On another note, I wouldn't buy this processor at full retail or even half retail because I am an individual that can afford to purchase a processor that costs a grand.
Lets leave it on:
"if you got the money and want it, go for it"
back on topic
------------------
n-ster / odameyer
you both have your opinions and i have mine but we can still be friends in the end
My opinion though is get good quality at the right prices, but don't go extreme for a whole amount more. Gaming is not the only thing PCs do you know :p I have the money, sure I'd like to have a six-core CPU.... But I hate wasting money if what I do (gaming yes, but other stuff too) will not benefit at all or VERY little from it or even a moderate amount, if it means spending 1k$. Perhaps you don't see it, but North America is a very wasteful way of life in general. I try to stay away from that, my dad is the same way which is why is companies do very well. If you don't know what to do with your money, give it to the poor or use it to make more money so that later you can give it to the poor.
anyways Assassin's probably right, we should get back on topic and we have different views... so what? :p
i guess media will be the first to take the advantages of 12 thread
and for gaming it will take a long time, i think only the only thing that scaling in gaming is the video card tech thingy, and also it's price :mad:
hmmmmmm come to think of it those programs are the multi threaded programs that benifit form multi threaded cpu's, why the general public see and have no real pratical use for multi threaded cpu's is the software hasnt cought up, and wont for another few years, heck general software is still stuck on 32bit (dont get me started on that one)

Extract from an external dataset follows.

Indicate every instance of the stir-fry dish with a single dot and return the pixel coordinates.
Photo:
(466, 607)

yes ppl will still buy quads, hexa, octo, ect core cpus because they want the best, or just the biggest e-penis, or may have a genuine reason (the rarest reason of all), and that is fine, but for the general public a dual core is quite often more then enough, a 4>4.5 ghz dual will keep up (95% of the time) with any gaming rig the only down fall is only GFX power, and dx 11 should help that in months to come (but then again the software is the limiting factor has to keep up)
It's easy to get people thinking that more cores = more performance. That's the first thing I thought when my uncle showed me his Pentium D 3GHz, thet it was as good as a P4 at 6GHz. However, more threads/cores easily benefits special interest like supercomputers. Theoretically, a supercomputer with 1 million dual cores is just as good as a supercomputer with 2 million single cores. Servers too, although it's not as extreme as an example.

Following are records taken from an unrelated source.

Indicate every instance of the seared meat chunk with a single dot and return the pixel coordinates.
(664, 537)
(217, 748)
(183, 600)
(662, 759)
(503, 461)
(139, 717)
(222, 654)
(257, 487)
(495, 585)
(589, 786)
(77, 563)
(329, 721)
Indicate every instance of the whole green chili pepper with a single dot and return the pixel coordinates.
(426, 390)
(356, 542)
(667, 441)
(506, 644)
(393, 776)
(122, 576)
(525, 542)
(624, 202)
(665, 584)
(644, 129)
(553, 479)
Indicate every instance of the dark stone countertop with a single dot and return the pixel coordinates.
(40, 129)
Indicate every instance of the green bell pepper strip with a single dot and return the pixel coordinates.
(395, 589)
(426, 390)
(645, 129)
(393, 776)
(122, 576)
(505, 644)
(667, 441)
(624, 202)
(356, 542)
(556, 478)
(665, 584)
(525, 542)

BTW ... multi-core processors are faster than the same configuration with multiple single core prossors. (quad > 4 x singles).
Ugh.. I don't even want to start the cores and software argument... I've been through it too many times. But I will still say that most programs aren't optomized for multi-core yet :nutkick:
(my i7 975 soon to be on sale ) =P
Why upgrade until there is an 8 core that runs at 3.6ghz? Besides, software (outside of video encoding) needs to catch up :o
ooh that's made ya think ey:D
has he that kind of money well even if i had no one would no so i can have fun
If you are talking about general applications, there are many that utilize multi-core processors to their full advantage.
Remember, not every application needs to be a multi-threaded, multi-core powerhouse. I doesn't make any sense for a developer to pour effort into creating that kind of code, especially as the OS's get better at thread execution distribution between cores.